About a week before her sixth birthday, Helm attended the famed Last Waltz show, held on 25 November 1976, at Winterland Ballroom in San Francisco. It symbolized the end of the line after 16 years of touring for one of the most heralded, influential acts in roots music history, despite the Band’s eventual fallout from a breakup that sealed their fate.
Her lasting memory of the Thanksgiving Day event that, under the direction of Martin Scorsese became what the New Yorker called “The Most Beautiful Rock Film Ever Made,” has nothing to do with any of these things:
- With a smile on his face, a twinkle in his eye, and a boisterous vocal delivery, Levon Helm commandingly belts out classics like “Up on Cripple Creek”, “Ophelia” and “The Night They Drove Old Dixie Down” from “the best seat in the house”, which he always called his spot behind the drum kit;
- Robbie Robertson trades scorching licks with Eric Clapton on “Further on Up the Road”;
- and other legends such as Bob Dylan, Joni Mitchell, the Staple Singers and, yes, Muddy Waters, make dynamic guest appearances.
“I recall the backstage area where all the kids were put into this wild room filled with toys and snacks and babysitters,” Helm submits. “It felt like a big party, honestly.”
If Rock and Roll Hall of Famers and other celebrated musicians didn’t make an impression in person during her youth, at least there were “artists and their voices coming through the speaker of the car,” Helm recollects. “And that I remember hitting me like an earthquake.”
She also credits her mother, singer-songwriter Libby Titus, for “rounding out my musical education with her record collection, first and foremost.”
Titus, who lived with Mac “Dr.
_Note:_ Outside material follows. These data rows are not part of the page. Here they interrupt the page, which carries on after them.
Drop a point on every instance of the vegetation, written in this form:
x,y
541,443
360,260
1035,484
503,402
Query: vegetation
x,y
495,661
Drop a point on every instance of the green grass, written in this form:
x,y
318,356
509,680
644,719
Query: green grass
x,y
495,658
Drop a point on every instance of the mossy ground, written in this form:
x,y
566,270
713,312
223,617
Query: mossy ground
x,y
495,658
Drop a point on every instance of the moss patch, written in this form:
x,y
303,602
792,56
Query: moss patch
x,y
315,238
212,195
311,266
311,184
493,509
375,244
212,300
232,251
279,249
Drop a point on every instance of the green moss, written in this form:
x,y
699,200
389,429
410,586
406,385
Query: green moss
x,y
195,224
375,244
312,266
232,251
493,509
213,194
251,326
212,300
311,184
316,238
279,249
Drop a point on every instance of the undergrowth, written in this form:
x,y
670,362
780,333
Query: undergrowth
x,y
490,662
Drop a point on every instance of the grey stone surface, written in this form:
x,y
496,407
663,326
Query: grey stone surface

John” Rebennack after she and Levon ended their relationship in the ’70s, raised Amy, and introduced her through albums to “all of these incredible soul singers that I loved” from Aretha Franklin to artists on Memphis’ Stax label and other R&B performers. “That’s always the stuff I liked the most,” Helm asserts.
Amy’s mother, who married Steely Dan’s Donald Fagen in 1993, also helped her discover “real writers” that included Laura Nyro, Dolly Parton and Joni Mitchell. “You know, a lot of women that were really adept at writing and creating and arranging their stuff,” Helm explains. “And that was something to strive for. It was a different level of performance when you listen to that stuff and realize that they’ve done the arrangements of it.”
Meanwhile, Levon Helm moved on from the original Band and the Last Waltz. In his 1993 autobiography This Wheel’s on Fire written with Stephen Davis, he called that momentous event “the biggest fuckin’ rip-off that ever happened” to the group, also alleging that Robertson took financial advantage of his ex-Bandmates.
That thought seemingly never crossed his mind during an interview for the film with Scorsese, who asked the affable drummer what he called the blend of country, blues and bluegrass that permeated his neck of the woods as an Arkansas farm boy.
His straightforward answer came with a wide grin: “Rock ’n’ roll.” And he was there for the birth of it.
Though the bitterness remained, Levon’s attention soon shifted to solo and collaborative projects and a few Band reunions (without Robertson). Along with a productive career as a natural-born actor (catch his buddy-buddy repartee with Sam Shepard as Chuck Yeager in 1983’s The Right Stuff), he became host/bandleader of his own Midnight Rambles (named after a traveling tent show Levon saw in his youth) that began in 2004.
The smiles from a man who appeared to be in a constant state of joy onstage also returned in the late ‘90s, when he talked 18-year-old Amy into joining him on the road as lead vocalist for his Barn Burners Blues Band.